Realistic Ranges By Scenario
The ranges below bundle the stages you care about most—after exams are complete.
| Scenario | What’s Included | Realistic Range |
|---|---|---|
| Straightforward Case | Board intake + initial review with no AMI | ~2–3 weeks post-intake |
| AMI Needed | Time for you to gather/upload + board re-review | ~3–6+ weeks based on records |
| DQ With Waiver | Program-run waiver review after DQ | Several weeks to a few months |
Why Timelines Shift This Year
The applicant portal moved to DMACS 2.0 under the Defense Health Agency. During transitions like this, login windows and page availability can change for short periods. If you can’t log in, check the board’s notices and try again later, then email the help desk only if you still can’t access your account.
What To Do If Your Case Seems Stuck
Step 1: Confirm Where The File Sits
Look at DODMETS first: are both exams marked complete? If not, call the provider offices to fix any missing pieces. If both show complete, the contractor may still be finishing quality checks before sending the packet on.
Step 2: Check The Board Portal
If the portal shows the file in review, set a reminder to check weekly. During peak season, two weeks without movement isn’t alarming. Past three weeks, you can reach out politely with your applicant info.
Step 3: Keep Your Program In The Loop
Admissions or ROTC staff can see your status from their side. They can’t speed up a board decision, but they can confirm whether a waiver review has started and share anything your file still needs.
Case Examples That Stretch The Clock
Recent Injury Or Surgery
Many waiver reviews look for a clear return-to-duty path.

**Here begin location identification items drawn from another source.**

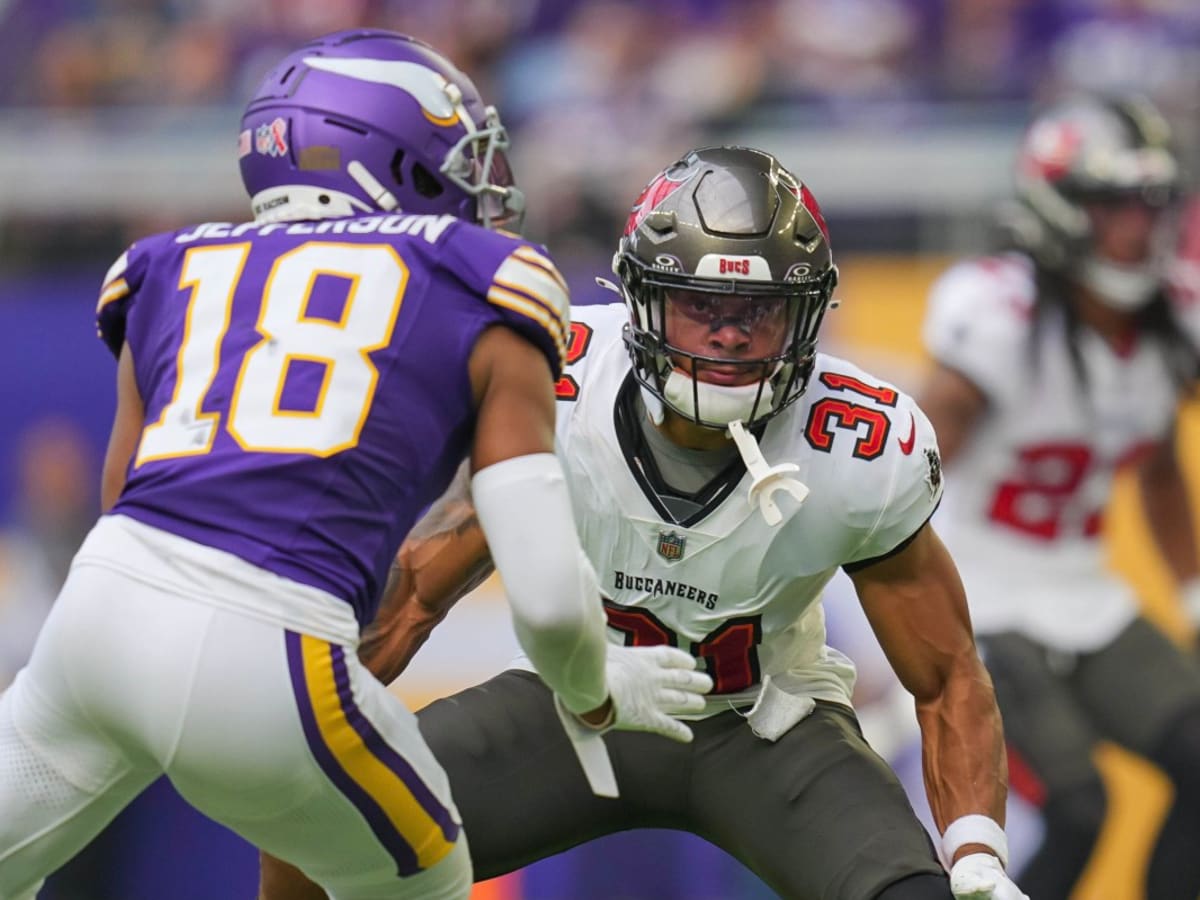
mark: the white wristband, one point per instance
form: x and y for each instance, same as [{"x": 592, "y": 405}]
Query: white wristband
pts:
[
  {"x": 1189, "y": 595},
  {"x": 975, "y": 829}
]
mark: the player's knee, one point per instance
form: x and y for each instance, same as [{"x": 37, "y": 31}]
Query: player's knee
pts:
[
  {"x": 1074, "y": 817},
  {"x": 1179, "y": 754},
  {"x": 925, "y": 886}
]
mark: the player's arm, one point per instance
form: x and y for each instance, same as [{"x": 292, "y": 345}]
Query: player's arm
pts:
[
  {"x": 1169, "y": 513},
  {"x": 954, "y": 406},
  {"x": 523, "y": 507},
  {"x": 917, "y": 609},
  {"x": 126, "y": 432},
  {"x": 443, "y": 558}
]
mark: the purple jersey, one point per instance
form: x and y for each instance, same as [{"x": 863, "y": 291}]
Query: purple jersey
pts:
[{"x": 305, "y": 384}]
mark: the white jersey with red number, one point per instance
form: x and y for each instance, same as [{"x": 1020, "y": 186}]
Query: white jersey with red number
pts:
[
  {"x": 724, "y": 585},
  {"x": 1026, "y": 495}
]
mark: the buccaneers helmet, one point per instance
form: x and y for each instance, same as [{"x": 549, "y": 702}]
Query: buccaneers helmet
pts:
[
  {"x": 726, "y": 222},
  {"x": 369, "y": 120},
  {"x": 1085, "y": 151}
]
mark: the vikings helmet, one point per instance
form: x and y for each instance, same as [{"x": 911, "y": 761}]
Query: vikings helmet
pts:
[
  {"x": 367, "y": 120},
  {"x": 725, "y": 221},
  {"x": 1092, "y": 150}
]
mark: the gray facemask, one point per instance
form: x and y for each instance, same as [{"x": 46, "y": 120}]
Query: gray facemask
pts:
[{"x": 1126, "y": 288}]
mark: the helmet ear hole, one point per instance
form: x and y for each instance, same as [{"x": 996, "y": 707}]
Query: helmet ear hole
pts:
[{"x": 425, "y": 183}]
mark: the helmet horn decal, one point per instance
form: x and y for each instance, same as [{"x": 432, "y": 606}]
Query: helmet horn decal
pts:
[{"x": 426, "y": 85}]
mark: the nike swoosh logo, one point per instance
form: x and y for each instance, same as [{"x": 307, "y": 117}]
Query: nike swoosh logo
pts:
[{"x": 906, "y": 445}]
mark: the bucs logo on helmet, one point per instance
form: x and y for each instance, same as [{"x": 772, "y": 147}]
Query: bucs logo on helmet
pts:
[{"x": 736, "y": 225}]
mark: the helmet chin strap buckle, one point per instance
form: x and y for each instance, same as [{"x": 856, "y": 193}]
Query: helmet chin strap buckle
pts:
[{"x": 767, "y": 479}]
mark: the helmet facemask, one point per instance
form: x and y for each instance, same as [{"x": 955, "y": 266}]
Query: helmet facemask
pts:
[
  {"x": 478, "y": 165},
  {"x": 369, "y": 120},
  {"x": 732, "y": 243}
]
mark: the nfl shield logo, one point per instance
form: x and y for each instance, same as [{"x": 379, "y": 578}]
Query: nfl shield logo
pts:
[{"x": 671, "y": 545}]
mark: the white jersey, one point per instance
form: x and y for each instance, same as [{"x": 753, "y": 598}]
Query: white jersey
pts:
[
  {"x": 1027, "y": 492},
  {"x": 723, "y": 583}
]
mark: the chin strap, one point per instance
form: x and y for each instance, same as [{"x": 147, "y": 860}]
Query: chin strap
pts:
[{"x": 767, "y": 479}]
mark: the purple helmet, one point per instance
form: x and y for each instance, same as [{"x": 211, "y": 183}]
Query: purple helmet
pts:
[{"x": 367, "y": 120}]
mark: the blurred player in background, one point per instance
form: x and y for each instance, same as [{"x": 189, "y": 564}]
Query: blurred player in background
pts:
[
  {"x": 718, "y": 483},
  {"x": 1055, "y": 366},
  {"x": 292, "y": 393}
]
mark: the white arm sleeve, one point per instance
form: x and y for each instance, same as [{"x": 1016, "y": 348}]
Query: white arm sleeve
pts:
[{"x": 526, "y": 514}]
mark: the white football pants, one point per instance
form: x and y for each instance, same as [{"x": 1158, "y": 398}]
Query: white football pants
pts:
[{"x": 165, "y": 657}]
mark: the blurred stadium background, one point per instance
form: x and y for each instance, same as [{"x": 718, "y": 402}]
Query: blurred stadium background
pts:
[{"x": 120, "y": 118}]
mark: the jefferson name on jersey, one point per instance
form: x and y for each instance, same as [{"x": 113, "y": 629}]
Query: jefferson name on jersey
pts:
[{"x": 262, "y": 351}]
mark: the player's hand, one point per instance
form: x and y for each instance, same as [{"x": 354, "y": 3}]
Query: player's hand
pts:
[
  {"x": 648, "y": 685},
  {"x": 979, "y": 876}
]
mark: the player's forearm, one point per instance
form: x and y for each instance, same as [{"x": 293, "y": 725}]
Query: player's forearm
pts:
[
  {"x": 1169, "y": 514},
  {"x": 443, "y": 561},
  {"x": 963, "y": 747}
]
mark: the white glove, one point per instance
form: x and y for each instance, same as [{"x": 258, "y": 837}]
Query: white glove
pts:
[
  {"x": 979, "y": 876},
  {"x": 1189, "y": 597},
  {"x": 648, "y": 685}
]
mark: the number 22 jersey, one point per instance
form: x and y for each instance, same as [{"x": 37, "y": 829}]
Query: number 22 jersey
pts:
[{"x": 1024, "y": 508}]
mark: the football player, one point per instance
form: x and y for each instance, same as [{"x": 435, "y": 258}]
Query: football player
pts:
[
  {"x": 292, "y": 393},
  {"x": 1056, "y": 365},
  {"x": 721, "y": 471}
]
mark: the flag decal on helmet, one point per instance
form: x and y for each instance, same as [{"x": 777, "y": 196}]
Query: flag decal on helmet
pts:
[
  {"x": 271, "y": 138},
  {"x": 671, "y": 545}
]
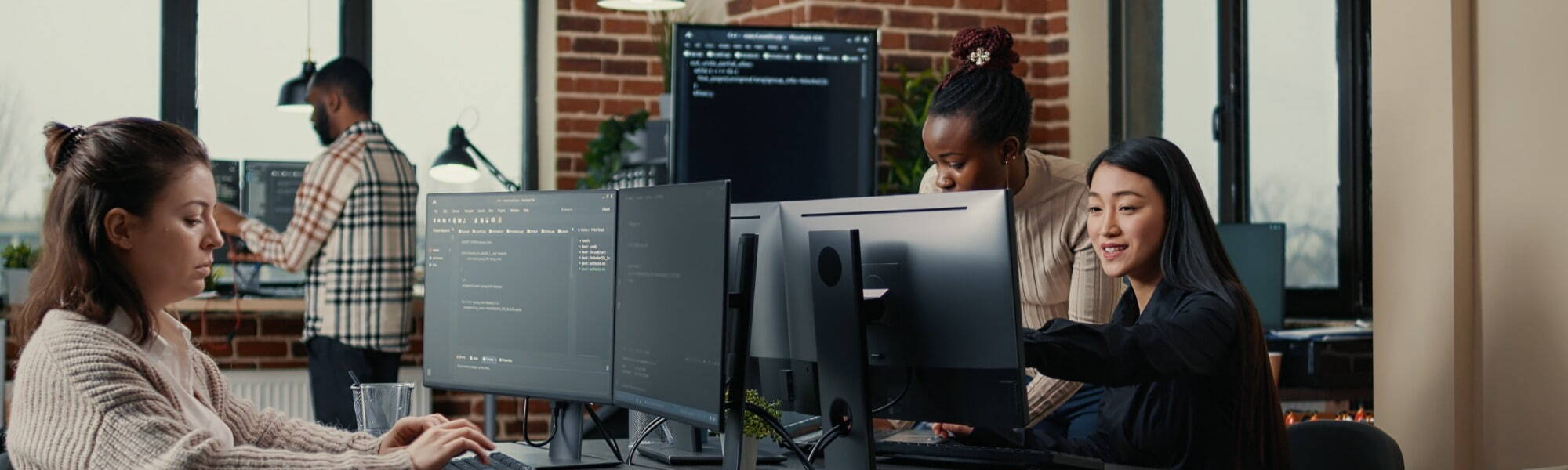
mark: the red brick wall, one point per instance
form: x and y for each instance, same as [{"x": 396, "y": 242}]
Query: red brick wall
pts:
[
  {"x": 608, "y": 63},
  {"x": 608, "y": 67}
]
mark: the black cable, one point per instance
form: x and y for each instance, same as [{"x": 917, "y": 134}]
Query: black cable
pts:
[
  {"x": 604, "y": 433},
  {"x": 548, "y": 438},
  {"x": 909, "y": 378},
  {"x": 782, "y": 432},
  {"x": 631, "y": 452},
  {"x": 827, "y": 438}
]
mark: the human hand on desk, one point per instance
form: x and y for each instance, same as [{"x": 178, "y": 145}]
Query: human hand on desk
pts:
[
  {"x": 951, "y": 432},
  {"x": 434, "y": 441}
]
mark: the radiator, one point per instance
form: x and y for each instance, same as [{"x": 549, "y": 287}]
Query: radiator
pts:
[{"x": 289, "y": 391}]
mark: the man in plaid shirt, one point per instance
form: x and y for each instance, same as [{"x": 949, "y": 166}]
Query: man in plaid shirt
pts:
[{"x": 354, "y": 236}]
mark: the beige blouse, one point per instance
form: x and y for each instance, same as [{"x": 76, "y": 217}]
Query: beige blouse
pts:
[
  {"x": 169, "y": 352},
  {"x": 1059, "y": 273}
]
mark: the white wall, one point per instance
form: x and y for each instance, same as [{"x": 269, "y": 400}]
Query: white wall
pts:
[
  {"x": 1089, "y": 79},
  {"x": 76, "y": 62},
  {"x": 1522, "y": 93},
  {"x": 1467, "y": 114}
]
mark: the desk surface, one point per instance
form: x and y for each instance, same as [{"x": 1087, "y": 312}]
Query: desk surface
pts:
[{"x": 598, "y": 447}]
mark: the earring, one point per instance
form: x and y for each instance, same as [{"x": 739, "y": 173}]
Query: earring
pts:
[{"x": 1007, "y": 175}]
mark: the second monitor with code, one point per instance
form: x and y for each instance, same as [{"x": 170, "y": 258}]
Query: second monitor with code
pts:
[{"x": 520, "y": 302}]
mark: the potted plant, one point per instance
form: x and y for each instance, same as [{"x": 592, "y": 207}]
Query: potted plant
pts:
[
  {"x": 757, "y": 428},
  {"x": 20, "y": 261},
  {"x": 608, "y": 153},
  {"x": 907, "y": 162},
  {"x": 664, "y": 29}
]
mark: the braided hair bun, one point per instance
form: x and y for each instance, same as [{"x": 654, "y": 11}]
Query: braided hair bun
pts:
[{"x": 984, "y": 87}]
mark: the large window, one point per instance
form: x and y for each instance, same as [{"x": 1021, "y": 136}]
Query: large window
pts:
[
  {"x": 1189, "y": 95},
  {"x": 1294, "y": 134},
  {"x": 1269, "y": 101},
  {"x": 245, "y": 51}
]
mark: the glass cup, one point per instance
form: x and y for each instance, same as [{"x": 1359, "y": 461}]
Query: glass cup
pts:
[{"x": 379, "y": 407}]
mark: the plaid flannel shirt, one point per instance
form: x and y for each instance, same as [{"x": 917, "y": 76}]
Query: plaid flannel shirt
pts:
[{"x": 354, "y": 236}]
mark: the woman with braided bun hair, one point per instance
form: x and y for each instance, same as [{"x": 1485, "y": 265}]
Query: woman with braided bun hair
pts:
[
  {"x": 978, "y": 136},
  {"x": 1183, "y": 360},
  {"x": 107, "y": 377}
]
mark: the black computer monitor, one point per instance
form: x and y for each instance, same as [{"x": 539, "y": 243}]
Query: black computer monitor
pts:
[
  {"x": 227, "y": 179},
  {"x": 269, "y": 195},
  {"x": 796, "y": 107},
  {"x": 949, "y": 341},
  {"x": 1258, "y": 255},
  {"x": 672, "y": 300},
  {"x": 520, "y": 300},
  {"x": 775, "y": 369}
]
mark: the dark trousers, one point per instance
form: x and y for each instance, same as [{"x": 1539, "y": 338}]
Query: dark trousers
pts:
[
  {"x": 330, "y": 366},
  {"x": 1078, "y": 418}
]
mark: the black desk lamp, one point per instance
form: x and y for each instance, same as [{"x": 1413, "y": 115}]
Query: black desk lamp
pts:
[{"x": 457, "y": 167}]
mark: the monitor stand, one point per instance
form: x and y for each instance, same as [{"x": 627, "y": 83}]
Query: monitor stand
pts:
[
  {"x": 841, "y": 308},
  {"x": 694, "y": 449},
  {"x": 565, "y": 449}
]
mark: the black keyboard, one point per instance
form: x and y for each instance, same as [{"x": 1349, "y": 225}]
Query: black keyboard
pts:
[
  {"x": 998, "y": 455},
  {"x": 498, "y": 461}
]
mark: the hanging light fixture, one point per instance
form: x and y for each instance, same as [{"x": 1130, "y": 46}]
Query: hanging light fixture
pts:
[
  {"x": 644, "y": 5},
  {"x": 292, "y": 96}
]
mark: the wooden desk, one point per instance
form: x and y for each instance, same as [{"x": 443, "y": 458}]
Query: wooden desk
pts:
[{"x": 595, "y": 446}]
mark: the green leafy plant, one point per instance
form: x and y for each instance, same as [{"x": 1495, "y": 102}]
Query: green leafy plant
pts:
[
  {"x": 755, "y": 425},
  {"x": 21, "y": 256},
  {"x": 907, "y": 162},
  {"x": 664, "y": 27},
  {"x": 608, "y": 153}
]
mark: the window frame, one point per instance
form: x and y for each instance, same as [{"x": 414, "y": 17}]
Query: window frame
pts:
[{"x": 178, "y": 70}]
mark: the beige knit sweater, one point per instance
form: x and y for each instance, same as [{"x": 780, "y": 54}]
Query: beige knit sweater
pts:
[{"x": 87, "y": 397}]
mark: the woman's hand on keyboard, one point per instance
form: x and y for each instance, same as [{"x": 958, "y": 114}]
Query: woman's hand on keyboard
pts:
[
  {"x": 407, "y": 430},
  {"x": 438, "y": 446}
]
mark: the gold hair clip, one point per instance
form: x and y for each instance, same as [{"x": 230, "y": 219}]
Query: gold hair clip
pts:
[{"x": 981, "y": 57}]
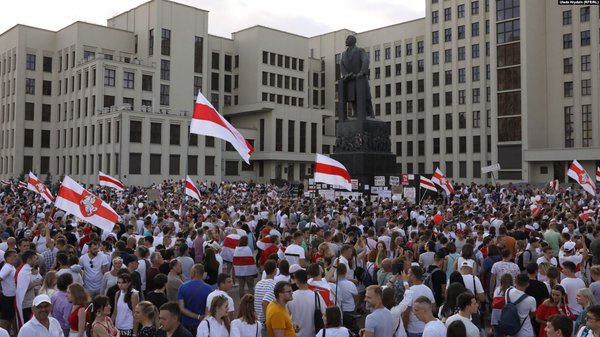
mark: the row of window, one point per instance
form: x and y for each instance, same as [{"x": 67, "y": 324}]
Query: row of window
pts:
[
  {"x": 283, "y": 61},
  {"x": 586, "y": 88},
  {"x": 282, "y": 99},
  {"x": 584, "y": 15},
  {"x": 586, "y": 126},
  {"x": 282, "y": 81},
  {"x": 585, "y": 39}
]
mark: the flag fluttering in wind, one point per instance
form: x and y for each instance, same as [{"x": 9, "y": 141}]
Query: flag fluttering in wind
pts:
[
  {"x": 75, "y": 199},
  {"x": 191, "y": 189},
  {"x": 440, "y": 179},
  {"x": 207, "y": 121},
  {"x": 578, "y": 173},
  {"x": 35, "y": 185},
  {"x": 554, "y": 184},
  {"x": 332, "y": 172},
  {"x": 427, "y": 184},
  {"x": 108, "y": 181}
]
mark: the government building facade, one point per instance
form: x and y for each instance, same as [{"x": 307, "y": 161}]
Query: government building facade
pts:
[{"x": 472, "y": 84}]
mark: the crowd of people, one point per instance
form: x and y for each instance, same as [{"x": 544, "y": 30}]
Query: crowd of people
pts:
[{"x": 486, "y": 261}]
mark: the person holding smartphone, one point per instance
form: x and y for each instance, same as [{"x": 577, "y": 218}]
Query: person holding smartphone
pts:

Providers may need to submit re-exam notes after a set interval. Build that into your plan and calendar early.
Chronic Conditions With Ongoing Care
Expect record requests from multiple clinics—primary, specialty, and pharmacy. Ask each office for a single PDF that includes notes and test results to limit back-and-forth.
Testing Gaps From The Exam Day
If an audiogram, color vision, or blood pressure reading is missing or unreadable, the contractor sends it back for a fix. Fast appointments shorten the lag; missed calls push it out.
Answers To Questions Candidates Ask Most
Does The Board Ever Finish Faster Than Two Weeks?
Yes, especially outside peak months, and when the file is spotless. You may see a decision within days after intake. That isn’t something you can schedule; keep forms clean and respond quickly—that’s the lever you control.
Do Programs See My Update Right Away?
Usually soon after the board updates your status. Some program portals sync daily; some lag a few days. If your board portal shows “Qualified,” your program will catch up.
Can I Speed Up A Waiver?
You can’t change the medical risk assessment, but you can remove friction: upload complete records, answer follow-up questions quickly, and show any required stability period is met with fresh notes.
Prep Checklist To Avoid Delays
- Bring glasses/contacts and prescriptions to both exams.
- List every surgery, medication, and hospital visit with dates.
- Request digital copies of key records before your exams.
- Scan documents clearly; no shadows or cut-off margins.
- Respond to AMI letters within a few days when possible.
- Check both portals weekly during the season.
Bottom Line: Plan For 2–3 Weeks, Build Slack For Extras
If your exams are complete and clean, many files get a board decision within about 2–3 weeks after intake. Add buffer time for AMI, holidays, and the waiver track. Use the official portals, keep uploads legible, and ping support channels only when a reasonable window has passed. That mix keeps your file near the front of the line when a reviewer opens it.